Let me put it this way – if you wanted to add embedded digital signatures to ELF, so the kernel could verify them at runtime, similar to Mach-O LC_CODE_SIGNATURE – what is the extension point you'd use? The Linux kernel supports digital signatures for ELF executables in conjunction with IMA, but instead of storing the signature in the executable like Mach-O does, it stores it in a filesystem xattr.
> Well, you'll have a SHT_NOTE section and then PT_NOTE pointing to its contents, right?
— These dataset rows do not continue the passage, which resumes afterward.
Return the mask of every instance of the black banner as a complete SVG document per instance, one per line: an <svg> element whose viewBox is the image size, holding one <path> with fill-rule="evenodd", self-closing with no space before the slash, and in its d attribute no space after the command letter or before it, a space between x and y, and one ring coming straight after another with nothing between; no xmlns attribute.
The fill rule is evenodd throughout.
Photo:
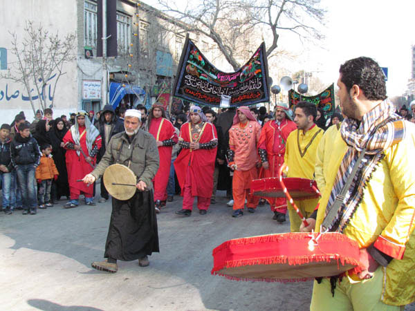
<svg viewBox="0 0 415 311"><path fill-rule="evenodd" d="M321 108L324 111L324 116L331 116L334 112L334 84L331 84L320 94L315 96L303 96L294 90L288 91L288 103L290 107L295 106L298 102L304 100L315 104L317 108Z"/></svg>
<svg viewBox="0 0 415 311"><path fill-rule="evenodd" d="M214 67L188 37L178 64L173 95L211 106L239 106L268 102L268 64L262 43L234 73ZM227 104L228 102L228 104Z"/></svg>

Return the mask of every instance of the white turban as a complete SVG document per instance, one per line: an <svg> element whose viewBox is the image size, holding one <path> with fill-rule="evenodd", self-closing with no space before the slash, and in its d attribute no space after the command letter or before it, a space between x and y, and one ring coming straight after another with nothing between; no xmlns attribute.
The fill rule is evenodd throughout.
<svg viewBox="0 0 415 311"><path fill-rule="evenodd" d="M141 113L140 111L137 109L127 109L125 111L125 115L124 117L138 117L140 121L141 121Z"/></svg>

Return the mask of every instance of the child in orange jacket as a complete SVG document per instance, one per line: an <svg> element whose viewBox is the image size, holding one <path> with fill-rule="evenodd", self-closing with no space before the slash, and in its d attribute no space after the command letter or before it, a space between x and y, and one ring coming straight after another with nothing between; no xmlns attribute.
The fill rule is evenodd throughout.
<svg viewBox="0 0 415 311"><path fill-rule="evenodd" d="M53 206L50 203L52 179L56 180L59 172L50 154L52 146L49 144L44 144L41 146L41 151L40 164L36 169L36 180L39 184L39 208L46 209Z"/></svg>

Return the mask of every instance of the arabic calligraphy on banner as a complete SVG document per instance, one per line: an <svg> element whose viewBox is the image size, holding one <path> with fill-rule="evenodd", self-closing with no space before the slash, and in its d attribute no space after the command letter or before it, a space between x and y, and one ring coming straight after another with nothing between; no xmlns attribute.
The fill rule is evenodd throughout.
<svg viewBox="0 0 415 311"><path fill-rule="evenodd" d="M53 92L53 89L52 89L53 88L52 84L48 83L48 82L50 81L52 81L53 79L54 79L54 78L55 77L56 77L56 74L53 75L53 76L51 76L49 78L49 79L46 82L46 86L44 88L45 92L44 93L43 91L41 92L40 96L42 97L42 98L44 100L45 99L46 99L46 96L48 96L48 100L50 101L51 101L53 99L53 97L52 96L52 93ZM1 86L0 86L0 88L1 88ZM46 90L48 90L48 91L46 91ZM35 89L32 88L30 90L30 94L33 94L34 92L35 92ZM29 95L24 95L23 91L16 90L13 92L12 91L9 90L8 83L6 84L6 86L4 86L3 90L0 89L0 102L3 100L6 101L6 102L10 102L12 100L17 100L17 99L19 99L19 96L20 96L20 100L23 100L24 102L30 102L30 101ZM32 95L32 100L37 100L37 99L39 99L38 95Z"/></svg>
<svg viewBox="0 0 415 311"><path fill-rule="evenodd" d="M101 82L95 80L82 81L82 100L100 100Z"/></svg>
<svg viewBox="0 0 415 311"><path fill-rule="evenodd" d="M325 117L331 115L334 112L334 84L315 96L303 96L294 90L290 90L288 91L290 107L295 106L299 102L300 97L301 100L313 102L317 108L323 109Z"/></svg>
<svg viewBox="0 0 415 311"><path fill-rule="evenodd" d="M262 43L250 60L234 73L214 67L188 37L183 47L174 82L174 96L202 105L220 106L222 95L230 106L269 101L268 64Z"/></svg>

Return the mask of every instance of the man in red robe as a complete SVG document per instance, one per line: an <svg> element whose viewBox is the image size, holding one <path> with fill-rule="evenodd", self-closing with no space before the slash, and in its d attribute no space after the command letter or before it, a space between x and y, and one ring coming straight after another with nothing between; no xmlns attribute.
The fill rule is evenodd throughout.
<svg viewBox="0 0 415 311"><path fill-rule="evenodd" d="M86 205L95 205L93 187L77 182L93 170L96 155L102 144L100 132L91 124L86 111L82 110L77 113L75 124L64 136L63 142L66 149L66 168L71 195L71 200L64 207L78 206L81 194L85 195Z"/></svg>
<svg viewBox="0 0 415 311"><path fill-rule="evenodd" d="M291 120L289 109L286 104L280 103L275 107L275 120L265 124L261 131L258 153L262 162L259 172L260 178L277 177L278 170L284 164L286 142L290 133L297 129ZM274 212L273 219L279 223L286 220L287 200L286 198L268 198L271 211Z"/></svg>
<svg viewBox="0 0 415 311"><path fill-rule="evenodd" d="M183 208L176 214L189 216L197 196L199 214L205 215L213 191L213 173L218 138L216 129L209 123L202 110L190 107L188 122L180 129L178 144L182 147L174 168L183 196Z"/></svg>
<svg viewBox="0 0 415 311"><path fill-rule="evenodd" d="M161 104L155 103L149 113L146 131L156 138L160 156L160 166L153 180L154 206L156 212L160 213L160 209L165 206L167 199L167 188L170 174L172 149L173 145L177 144L178 138L173 124L166 118L166 113Z"/></svg>

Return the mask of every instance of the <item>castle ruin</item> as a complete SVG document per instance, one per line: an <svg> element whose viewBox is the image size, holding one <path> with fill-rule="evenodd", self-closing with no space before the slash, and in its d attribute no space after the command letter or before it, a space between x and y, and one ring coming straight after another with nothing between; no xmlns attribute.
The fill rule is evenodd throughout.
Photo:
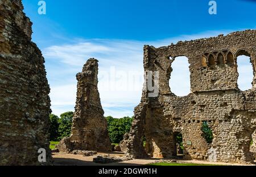
<svg viewBox="0 0 256 177"><path fill-rule="evenodd" d="M111 144L98 91L98 61L89 59L76 75L77 93L72 134L58 146L60 151L73 150L110 151Z"/></svg>
<svg viewBox="0 0 256 177"><path fill-rule="evenodd" d="M237 85L237 60L241 55L250 57L254 75L251 89L245 91ZM190 64L191 92L182 97L173 94L169 86L172 63L179 56L187 57ZM127 155L176 157L176 136L180 134L184 158L253 162L250 149L256 129L255 30L179 41L159 48L146 45L143 63L147 77L141 102L135 108ZM159 87L155 96L149 96L151 73ZM211 142L204 137L203 123L212 131ZM255 134L253 137L255 145ZM253 146L251 151L255 151Z"/></svg>
<svg viewBox="0 0 256 177"><path fill-rule="evenodd" d="M49 87L20 0L0 1L0 165L49 165Z"/></svg>

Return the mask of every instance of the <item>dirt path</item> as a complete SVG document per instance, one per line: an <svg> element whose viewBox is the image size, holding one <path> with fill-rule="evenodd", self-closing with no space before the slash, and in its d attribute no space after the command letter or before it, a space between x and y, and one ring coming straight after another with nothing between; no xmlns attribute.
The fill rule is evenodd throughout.
<svg viewBox="0 0 256 177"><path fill-rule="evenodd" d="M122 156L123 153L99 153L98 154L89 156L84 157L82 155L74 155L69 154L59 154L55 153L52 157L53 159L53 165L56 166L135 166L135 165L146 165L149 163L159 162L161 160L158 159L133 159L131 161L123 161L118 163L113 163L109 164L99 164L93 162L93 158L97 157L98 155L109 154L110 155ZM224 162L211 162L200 161L183 161L177 160L178 163L197 163L197 164L207 164L207 165L227 165L227 166L245 166L246 165L241 165L236 163L229 163ZM255 161L256 162L256 161ZM255 165L254 165L255 166Z"/></svg>

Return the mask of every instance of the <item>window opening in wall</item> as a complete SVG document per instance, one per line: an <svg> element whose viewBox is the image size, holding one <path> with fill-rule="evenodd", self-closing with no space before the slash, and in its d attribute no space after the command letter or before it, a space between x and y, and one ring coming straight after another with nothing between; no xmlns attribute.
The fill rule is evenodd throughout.
<svg viewBox="0 0 256 177"><path fill-rule="evenodd" d="M213 139L213 135L212 129L209 127L207 121L203 121L201 130L203 133L204 137L205 138L207 143L212 143Z"/></svg>
<svg viewBox="0 0 256 177"><path fill-rule="evenodd" d="M253 79L253 70L250 56L241 55L237 57L237 71L239 76L237 80L238 88L242 91L251 88Z"/></svg>
<svg viewBox="0 0 256 177"><path fill-rule="evenodd" d="M171 91L178 96L187 96L190 93L189 64L187 57L176 57L172 63L172 71L169 86Z"/></svg>

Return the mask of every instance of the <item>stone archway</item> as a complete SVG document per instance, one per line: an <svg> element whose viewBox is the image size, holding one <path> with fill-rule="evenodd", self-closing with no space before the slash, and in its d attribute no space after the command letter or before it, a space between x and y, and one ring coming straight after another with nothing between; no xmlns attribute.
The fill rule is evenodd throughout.
<svg viewBox="0 0 256 177"><path fill-rule="evenodd" d="M183 155L183 136L180 132L175 132L173 133L174 153L173 156Z"/></svg>
<svg viewBox="0 0 256 177"><path fill-rule="evenodd" d="M253 154L254 161L256 160L256 129L253 133L252 141L250 146L250 151Z"/></svg>

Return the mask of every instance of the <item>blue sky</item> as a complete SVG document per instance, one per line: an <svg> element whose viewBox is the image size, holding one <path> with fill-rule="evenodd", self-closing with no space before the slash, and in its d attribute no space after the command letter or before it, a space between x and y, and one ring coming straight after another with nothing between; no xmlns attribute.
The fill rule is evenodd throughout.
<svg viewBox="0 0 256 177"><path fill-rule="evenodd" d="M100 61L105 116L132 116L142 92L144 44L160 47L256 27L256 2L252 0L216 1L216 15L209 14L208 0L46 0L46 15L38 14L38 0L22 1L33 22L32 40L46 59L52 109L57 115L73 111L75 75L90 57ZM238 69L245 73L241 88L252 80L246 73L251 68L245 59ZM188 69L179 68L178 64L187 61L175 62L180 73L171 78L171 87L185 95L189 92ZM179 83L182 75L187 82Z"/></svg>

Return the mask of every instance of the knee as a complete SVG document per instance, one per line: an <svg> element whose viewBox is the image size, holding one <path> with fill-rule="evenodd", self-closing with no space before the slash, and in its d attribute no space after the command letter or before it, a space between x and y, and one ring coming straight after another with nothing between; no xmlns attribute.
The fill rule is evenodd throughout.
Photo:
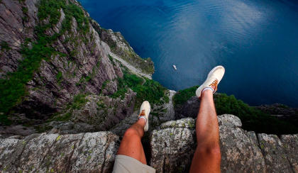
<svg viewBox="0 0 298 173"><path fill-rule="evenodd" d="M219 145L213 146L213 147L199 147L197 148L197 152L202 155L208 155L213 157L214 158L219 158L219 160L221 157L221 149Z"/></svg>
<svg viewBox="0 0 298 173"><path fill-rule="evenodd" d="M136 129L134 129L133 128L129 128L125 132L123 137L124 136L126 136L126 137L130 137L130 136L134 136L134 135L139 136L139 134L138 134L138 130L136 130Z"/></svg>

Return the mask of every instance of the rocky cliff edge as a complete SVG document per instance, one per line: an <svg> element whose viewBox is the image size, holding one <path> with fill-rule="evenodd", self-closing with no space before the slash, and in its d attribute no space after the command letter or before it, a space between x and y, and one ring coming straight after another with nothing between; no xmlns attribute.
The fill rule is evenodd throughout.
<svg viewBox="0 0 298 173"><path fill-rule="evenodd" d="M243 130L233 115L218 116L222 172L298 172L298 135ZM149 165L157 172L187 172L196 147L195 120L162 123L150 135ZM111 172L119 137L108 131L33 134L0 140L2 172Z"/></svg>

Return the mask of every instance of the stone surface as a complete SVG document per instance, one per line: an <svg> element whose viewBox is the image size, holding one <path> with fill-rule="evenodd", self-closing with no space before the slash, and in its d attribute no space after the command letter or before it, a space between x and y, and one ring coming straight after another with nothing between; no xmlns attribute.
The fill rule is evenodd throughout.
<svg viewBox="0 0 298 173"><path fill-rule="evenodd" d="M258 139L268 172L292 172L284 146L277 135L261 133Z"/></svg>
<svg viewBox="0 0 298 173"><path fill-rule="evenodd" d="M270 135L257 138L254 132L243 130L240 119L233 115L218 118L222 172L292 172L287 160L296 169L297 135L281 137L288 145L285 153L277 136L260 140L260 136ZM194 133L194 120L190 118L162 124L151 135L150 165L158 172L187 172L196 147Z"/></svg>
<svg viewBox="0 0 298 173"><path fill-rule="evenodd" d="M286 135L280 137L285 155L292 169L298 172L298 135Z"/></svg>
<svg viewBox="0 0 298 173"><path fill-rule="evenodd" d="M43 133L0 142L1 172L111 172L119 145L110 132Z"/></svg>
<svg viewBox="0 0 298 173"><path fill-rule="evenodd" d="M242 130L236 116L218 118L222 172L297 172L297 135L280 140L256 135ZM118 135L106 131L4 138L0 136L1 172L111 172L120 143ZM143 141L145 151L157 172L188 172L197 145L195 120L167 121L148 140Z"/></svg>
<svg viewBox="0 0 298 173"><path fill-rule="evenodd" d="M82 8L77 1L70 1ZM22 11L24 8L28 8L26 13ZM38 10L36 0L1 1L0 41L6 42L9 50L0 50L0 79L5 78L7 72L16 69L18 61L23 59L20 50L25 39L31 39L29 45L37 39L33 31L36 23L40 22L37 16ZM61 30L65 13L62 9L57 11L60 13L58 22L46 30L47 35L53 35ZM89 13L83 11L88 18ZM48 20L43 21L45 23L48 22ZM111 48L125 50L123 54L117 52L118 58L131 62L136 59L138 64L146 65L148 69L154 69L152 61L149 63L137 55L120 33L103 29L91 18L87 33L83 34L78 27L76 19L72 17L70 30L67 30L49 45L65 55L55 54L49 60L42 60L32 80L26 85L26 96L13 108L16 114L22 114L29 120L34 120L31 121L36 122L31 123L33 125L44 123L53 114L64 111L78 94L101 94L106 96L117 91L117 78L123 75L121 70L123 65L111 58L110 54L113 51ZM107 38L116 44L111 47L109 40L106 39ZM140 66L136 67L136 69L141 70ZM150 77L152 73L147 74ZM57 79L58 74L61 75L59 80ZM133 97L131 94L131 105L133 105ZM117 101L114 102L116 104ZM130 108L128 106L127 109ZM122 111L126 112L123 108L119 109L119 111ZM128 110L127 113L129 113ZM111 121L121 121L127 113L121 113L118 116L120 118L116 120L114 118ZM28 121L22 118L21 121L26 122L18 122L13 120L14 116L10 117L13 123L23 124ZM112 125L113 123L103 126Z"/></svg>

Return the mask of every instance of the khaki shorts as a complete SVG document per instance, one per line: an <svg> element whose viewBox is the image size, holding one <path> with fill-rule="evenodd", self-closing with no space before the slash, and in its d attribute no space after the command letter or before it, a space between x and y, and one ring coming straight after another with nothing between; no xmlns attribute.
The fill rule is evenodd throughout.
<svg viewBox="0 0 298 173"><path fill-rule="evenodd" d="M141 163L136 159L126 156L116 155L113 173L155 173L155 169Z"/></svg>

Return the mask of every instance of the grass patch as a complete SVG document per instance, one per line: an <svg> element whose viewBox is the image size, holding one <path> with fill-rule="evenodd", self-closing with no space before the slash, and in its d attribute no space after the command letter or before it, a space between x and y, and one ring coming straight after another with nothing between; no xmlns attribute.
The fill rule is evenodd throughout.
<svg viewBox="0 0 298 173"><path fill-rule="evenodd" d="M9 48L9 43L7 43L7 42L6 41L1 41L0 43L0 46L1 46L1 50L11 50L11 48Z"/></svg>
<svg viewBox="0 0 298 173"><path fill-rule="evenodd" d="M50 60L53 55L59 54L51 45L67 30L71 28L72 16L78 23L78 30L82 34L88 32L89 21L84 16L82 9L68 1L67 2L66 0L41 0L39 2L38 16L40 22L35 28L36 41L32 43L31 49L28 46L28 40L25 41L21 51L23 60L19 62L16 72L8 73L6 79L0 79L1 123L9 123L7 119L9 111L22 101L26 94L26 84L32 79L33 73L39 68L42 60ZM61 9L65 13L65 18L62 21L60 32L53 35L45 35L45 30L59 21ZM22 10L26 12L28 9L23 8ZM49 18L48 24L42 22L46 18ZM1 50L10 49L6 42L2 41L0 45Z"/></svg>
<svg viewBox="0 0 298 173"><path fill-rule="evenodd" d="M57 79L57 82L58 84L60 84L61 82L62 81L62 74L61 72L59 72L57 75L56 75L56 79Z"/></svg>
<svg viewBox="0 0 298 173"><path fill-rule="evenodd" d="M73 109L79 109L86 104L87 100L86 99L86 94L77 94L74 97L72 103L70 107Z"/></svg>
<svg viewBox="0 0 298 173"><path fill-rule="evenodd" d="M196 95L196 90L198 87L199 86L194 86L191 88L179 91L173 96L174 106L182 106L192 96L194 96Z"/></svg>
<svg viewBox="0 0 298 173"><path fill-rule="evenodd" d="M246 130L277 135L298 133L298 127L250 107L233 95L214 95L214 104L219 115L230 113L237 116Z"/></svg>
<svg viewBox="0 0 298 173"><path fill-rule="evenodd" d="M165 100L168 101L166 96L166 89L158 82L143 79L136 74L132 74L123 70L123 77L118 79L118 89L111 95L112 98L124 98L128 89L131 88L137 93L136 106L140 106L143 101L148 101L150 104L163 104Z"/></svg>

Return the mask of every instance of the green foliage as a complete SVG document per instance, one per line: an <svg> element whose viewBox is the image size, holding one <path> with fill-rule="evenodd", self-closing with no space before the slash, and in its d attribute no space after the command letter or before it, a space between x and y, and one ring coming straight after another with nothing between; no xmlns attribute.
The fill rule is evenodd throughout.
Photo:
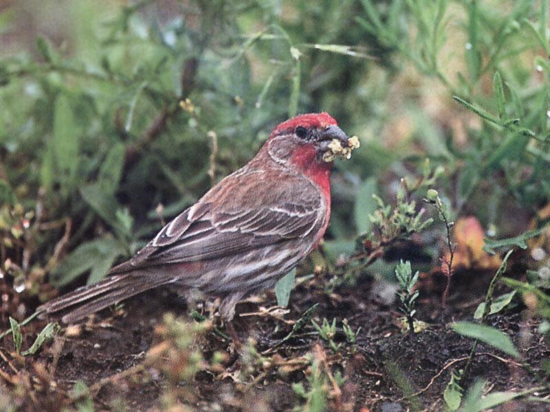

No, the PT_NOTE points directly at parts of the file. The SHT_NOTE is still there because tools don't bother removing it, but it's essentially wrong to use any section information on a finished binary. The loader and dynamic linker don't.
> […] so the sections are subdivisions of the segment. […]
Ok, I'll say this is probably cleaner than the ELF n:m relationship between PT_LOAD blocks and sections. I guess the ELF way is a tiny bit more efficient (since there's fewer instructions for the loader to follow) but that really doesn't matter in face of the cost of doing relocations.
> Let me put it this way – if you wanted to add embedded digital signatures to ELF, […]
Hm. I'm not a libc/kernel developer, so take this with multiple grains of salt, but my train of thought would be this:
There's already GNU_RELRO which makes a statement about "spans" in the file. I'm not sure if it even makes sense to sign a binary partially, but let's say it does. In that case, I'd start with a new PT_SIGNED, of which there could be multiple, defining chunks of the file to be signed. Unfortunately, the signature itself can't be put into that same header, since it has no payload. (Actually... I guess e_phentsize could be bumped up. Hmm. Not sure how much breakage that would cause. But also, then you'd need to skip the signatures in the middle of program headers…) Left with having to put the signature(s) somewhere (one? multiple, if multiple chunks are getting signed? not sure.) - hmm, I'm torn between notes and a second new program header. I'm slightly leaning towards notes, but don't really know.
[Ed.:] oh, wait. The hypothetical PT_SIGNED program header would probably only use the PhysAddr / FileSize fields. The VirtAddr could point at the actual signature. (Or other way around?) A little hacky, but could maybe be executed well enough to not turn extremely ugly…
That's a true statement, but what's the argument?